Handball- und andere Turniere

tableHandballMehrere Klassen gleichzeitig im Turnsaal, lauter Jubel bei tollen Angriffen oder gar Toren, an den Tagen zuvor geprobte Schlachtrufe („1d Supergirls, hoi, hoi, hoi“ oder „Auf gehts, die Brennenden Bälle kämpfen und siegen“), mehr oder weniger kreative Teamnamen, Trubel den ganzen Tag lang. Im Vorfeld freudig erregte Kinder – besonders die der ersten Klassen -, die sich schon seit Tagen Aufstellungen und Spieltaktiken überlegen und ihre Gegner einzuschätzen versuchen. Wie die Großen halt.
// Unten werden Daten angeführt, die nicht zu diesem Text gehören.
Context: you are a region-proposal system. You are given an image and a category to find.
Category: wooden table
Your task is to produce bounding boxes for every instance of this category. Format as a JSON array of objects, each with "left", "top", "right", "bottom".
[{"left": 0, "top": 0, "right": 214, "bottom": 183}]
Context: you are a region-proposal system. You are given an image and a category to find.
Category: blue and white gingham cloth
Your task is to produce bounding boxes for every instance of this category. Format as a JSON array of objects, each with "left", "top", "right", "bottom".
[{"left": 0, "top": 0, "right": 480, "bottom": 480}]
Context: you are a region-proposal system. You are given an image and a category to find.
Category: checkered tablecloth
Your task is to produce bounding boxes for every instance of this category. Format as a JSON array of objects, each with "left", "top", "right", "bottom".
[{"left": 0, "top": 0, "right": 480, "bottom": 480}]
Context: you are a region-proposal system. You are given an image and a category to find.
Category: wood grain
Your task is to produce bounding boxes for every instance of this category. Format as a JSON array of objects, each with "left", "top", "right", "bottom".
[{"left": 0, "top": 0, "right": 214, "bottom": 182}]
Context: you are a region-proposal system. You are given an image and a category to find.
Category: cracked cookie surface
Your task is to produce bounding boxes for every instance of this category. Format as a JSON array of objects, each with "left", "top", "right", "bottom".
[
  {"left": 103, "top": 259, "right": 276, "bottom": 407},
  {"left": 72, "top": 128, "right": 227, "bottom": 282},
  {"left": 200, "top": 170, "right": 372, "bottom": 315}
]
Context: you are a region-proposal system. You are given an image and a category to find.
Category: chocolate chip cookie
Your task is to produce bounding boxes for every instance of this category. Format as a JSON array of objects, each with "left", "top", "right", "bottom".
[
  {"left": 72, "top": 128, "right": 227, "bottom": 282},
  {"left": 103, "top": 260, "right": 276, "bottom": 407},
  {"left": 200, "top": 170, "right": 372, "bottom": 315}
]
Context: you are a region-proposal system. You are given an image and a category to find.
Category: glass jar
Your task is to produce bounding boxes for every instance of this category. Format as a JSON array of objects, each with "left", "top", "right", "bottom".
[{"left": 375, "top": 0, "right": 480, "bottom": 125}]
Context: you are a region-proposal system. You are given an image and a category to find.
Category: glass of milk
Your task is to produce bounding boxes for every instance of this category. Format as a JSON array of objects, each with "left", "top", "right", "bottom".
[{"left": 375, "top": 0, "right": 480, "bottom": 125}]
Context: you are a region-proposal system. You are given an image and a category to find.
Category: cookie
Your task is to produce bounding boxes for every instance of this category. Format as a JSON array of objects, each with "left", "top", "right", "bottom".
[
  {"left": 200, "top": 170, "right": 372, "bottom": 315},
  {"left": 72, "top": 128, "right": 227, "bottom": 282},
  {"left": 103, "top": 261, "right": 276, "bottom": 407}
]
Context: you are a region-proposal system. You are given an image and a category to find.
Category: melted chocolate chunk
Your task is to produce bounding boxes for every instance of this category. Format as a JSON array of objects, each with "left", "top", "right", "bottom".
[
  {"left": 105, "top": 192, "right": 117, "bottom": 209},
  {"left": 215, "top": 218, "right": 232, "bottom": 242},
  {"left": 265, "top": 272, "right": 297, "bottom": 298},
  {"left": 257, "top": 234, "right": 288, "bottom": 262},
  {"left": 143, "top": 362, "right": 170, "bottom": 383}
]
Am Turniertag wurlt’s dann in der großen Turnhalle, die sonst nur gedrittelt zur Verfügung steht und alle sieben Minuten spielen zwei neue Mannschaften. Zuerst die Unterstufenmädchen und -buben, meistens geschlechtergetrennt, aber manchmal auch schon gemischt, weil Mädchentore doppelt zählen (Taktik, wie schon erwähnt ;-)), und da das Turnier jetzt schon seit ein paar Jahren abgehalten wird, kann auch jemand wie ich erkennen, dass das Niveau steigt. Alle kennen jetzt die Handballregeln und spielen um einiges besser. So ein Ereignis wirkt sich auf den Sportunterricht und die Motivation ganz schön aus. Das Gleiche lässt sich – was die Mädchen betrifft – auch vom ebenfalls jährlich stattfindenden Fußballturnier behaupten.

Anlässlich dieser Events kann man einiges beobachten, was den Klassen- oder auch Gruppenzusammenhalt betrifft. Die Mädchen, die sich sonst deutlich von den Burschen ihrer Klasse abgrenzen wollen, feuern diese lautstark an – und umgekehrt („Letztes Mal haben sie uns sooo gepusht, das machen wir jetzt auch!“). Gruppen, die aus zwei oder mehreren Klassenteilen bestehen, schreien für die, die im Alltag ihre „Gegner“ sind. LehrerInnen befinden sich im Interessenskonflikt ;-).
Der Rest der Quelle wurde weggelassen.